'Big Data'

Preservation and Management Strategies for Exceptionally Large Data Formats

by Justin Barton
March 18, 2009
The Archaeological Data Service (hosted by the University of York) investigated the current problems associated with storing, using, and disseminating large (and increasingly larger) data sets generated by the cultural heritage field (researchers, archaeologists, and CRM). There is a growing use and demand for advanced technologies such as LiDAR, GIS, and computer modeling in cultural resource management and research yet there is still an inherent lack of standardization and 'good practice' methodologies for dealing with these vast data sets. The ADS 'Big Data' project covers archival strategies, metadata standards, preservation and on-going management of data, and known accessibility and usability issues revolving around large, proprietary data sets.

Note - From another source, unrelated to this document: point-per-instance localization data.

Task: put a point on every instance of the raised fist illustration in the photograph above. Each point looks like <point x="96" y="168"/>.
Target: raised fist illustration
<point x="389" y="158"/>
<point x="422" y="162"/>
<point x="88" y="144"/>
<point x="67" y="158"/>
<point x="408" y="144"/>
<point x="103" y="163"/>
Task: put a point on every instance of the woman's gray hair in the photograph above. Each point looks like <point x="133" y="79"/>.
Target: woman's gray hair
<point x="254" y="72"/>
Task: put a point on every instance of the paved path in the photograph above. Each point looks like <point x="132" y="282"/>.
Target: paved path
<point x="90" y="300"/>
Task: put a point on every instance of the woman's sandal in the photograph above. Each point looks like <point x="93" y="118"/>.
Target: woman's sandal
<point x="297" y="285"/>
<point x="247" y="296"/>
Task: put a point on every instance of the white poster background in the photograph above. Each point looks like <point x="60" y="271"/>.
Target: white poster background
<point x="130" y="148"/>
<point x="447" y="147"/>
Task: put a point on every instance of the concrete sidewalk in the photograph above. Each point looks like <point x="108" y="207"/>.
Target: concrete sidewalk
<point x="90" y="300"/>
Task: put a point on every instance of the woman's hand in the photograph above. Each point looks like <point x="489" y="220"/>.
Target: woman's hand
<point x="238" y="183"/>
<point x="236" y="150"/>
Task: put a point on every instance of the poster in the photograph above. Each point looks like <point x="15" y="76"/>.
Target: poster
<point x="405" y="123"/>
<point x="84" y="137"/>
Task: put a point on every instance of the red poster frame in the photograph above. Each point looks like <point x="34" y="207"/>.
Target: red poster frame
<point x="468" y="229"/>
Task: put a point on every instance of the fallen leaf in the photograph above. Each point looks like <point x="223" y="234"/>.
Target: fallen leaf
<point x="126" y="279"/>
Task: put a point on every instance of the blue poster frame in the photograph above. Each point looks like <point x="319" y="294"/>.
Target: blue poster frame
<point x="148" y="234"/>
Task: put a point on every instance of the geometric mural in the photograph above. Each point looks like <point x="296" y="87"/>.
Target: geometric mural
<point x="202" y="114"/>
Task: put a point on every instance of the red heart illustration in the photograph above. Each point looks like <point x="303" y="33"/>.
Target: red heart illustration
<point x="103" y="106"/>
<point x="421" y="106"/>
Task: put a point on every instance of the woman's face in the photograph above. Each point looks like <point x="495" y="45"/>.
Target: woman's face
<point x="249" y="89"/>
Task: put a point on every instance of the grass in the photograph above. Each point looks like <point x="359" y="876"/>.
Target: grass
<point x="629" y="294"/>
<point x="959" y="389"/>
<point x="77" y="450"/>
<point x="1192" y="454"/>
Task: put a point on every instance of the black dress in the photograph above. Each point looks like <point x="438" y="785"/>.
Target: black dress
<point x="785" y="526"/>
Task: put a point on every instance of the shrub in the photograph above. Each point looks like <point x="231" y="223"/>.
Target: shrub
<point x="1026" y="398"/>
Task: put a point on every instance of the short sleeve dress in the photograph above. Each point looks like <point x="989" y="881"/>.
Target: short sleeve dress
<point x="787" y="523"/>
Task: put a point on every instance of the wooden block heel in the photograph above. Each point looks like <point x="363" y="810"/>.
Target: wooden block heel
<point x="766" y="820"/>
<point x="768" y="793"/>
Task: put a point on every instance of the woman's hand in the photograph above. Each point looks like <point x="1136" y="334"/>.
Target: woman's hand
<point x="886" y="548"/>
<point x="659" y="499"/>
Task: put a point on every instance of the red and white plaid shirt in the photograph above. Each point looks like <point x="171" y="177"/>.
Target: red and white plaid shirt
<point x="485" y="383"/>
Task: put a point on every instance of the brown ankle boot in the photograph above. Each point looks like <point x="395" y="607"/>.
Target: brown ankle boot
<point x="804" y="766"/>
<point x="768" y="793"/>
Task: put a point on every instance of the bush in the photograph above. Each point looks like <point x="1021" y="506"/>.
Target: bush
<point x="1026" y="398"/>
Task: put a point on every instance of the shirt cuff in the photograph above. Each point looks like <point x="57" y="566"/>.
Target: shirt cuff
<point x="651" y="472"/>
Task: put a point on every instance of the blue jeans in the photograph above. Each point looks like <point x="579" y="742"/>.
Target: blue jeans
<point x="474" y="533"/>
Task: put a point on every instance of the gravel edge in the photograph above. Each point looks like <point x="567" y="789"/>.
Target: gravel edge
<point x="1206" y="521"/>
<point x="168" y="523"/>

For laser scanning/LiDAR in particular, this relatively new field lacks cohesive standards for long-term data migration and usability. There are few (and hardly used) non-proprietary data formats in the field and so basic ASCII exports are the best solution yet most researchers leave their work in the native format for their equipment. As we reach a point were vast, fast data dissemination is more-and-more possible, this is cannot be the way forward. Everyone cannot use a different format for archiving and data exchange. This paper covers important topics and at a critical stage where changes can be made before the problem becomes unmanageable in the near future.